Just as important, the team had the right scars. Nir had built predictive ML systems at Google. Gal had led ML platform work at Fiverr. They had lived the problem firsthand, which matters a lot in infrastructure. One of the best early-stage signals is a team obsessed with a broken process they have actually experienced. That was Traceloop. They were not retrofitting an old category with an LLM wrapper; they built an AI-native product around traces, evaluations, drift detection, model experimentation, and prompt versioning from day one. That usually ends well.

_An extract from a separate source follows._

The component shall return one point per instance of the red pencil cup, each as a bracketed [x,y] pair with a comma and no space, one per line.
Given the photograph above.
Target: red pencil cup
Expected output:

And finally, the ServiceNow fit makes a ton of sense. ServiceNow launched AI Control Tower as a centralized system to govern, manage, secure, and measure AI agents, models, and workflows across the enterprise. What it needed was exactly what Traceloop built, not just visibility into what AI is doing, but how well it’s doing it, in real time, across every model and workflow. As AI moves from experimentation to mission-critical, that layer stops being nice-to-have; it becomes foundational.


ServiceNow’s acquisition of Traceloop is another proof point for Grand’s broader thesis: backing opinionated founders building in the open can create real strategic value, fast. Developer-first, AI-native, open infrastructure turns into real enterprise value when it solves a painful problem and is built by the right team. We believed that when we invested. We believe it even more now. Huge congrats again to the entire Traceloop crew. We’re grateful to have been part of the journey and excited to see what they build inside ServiceNow.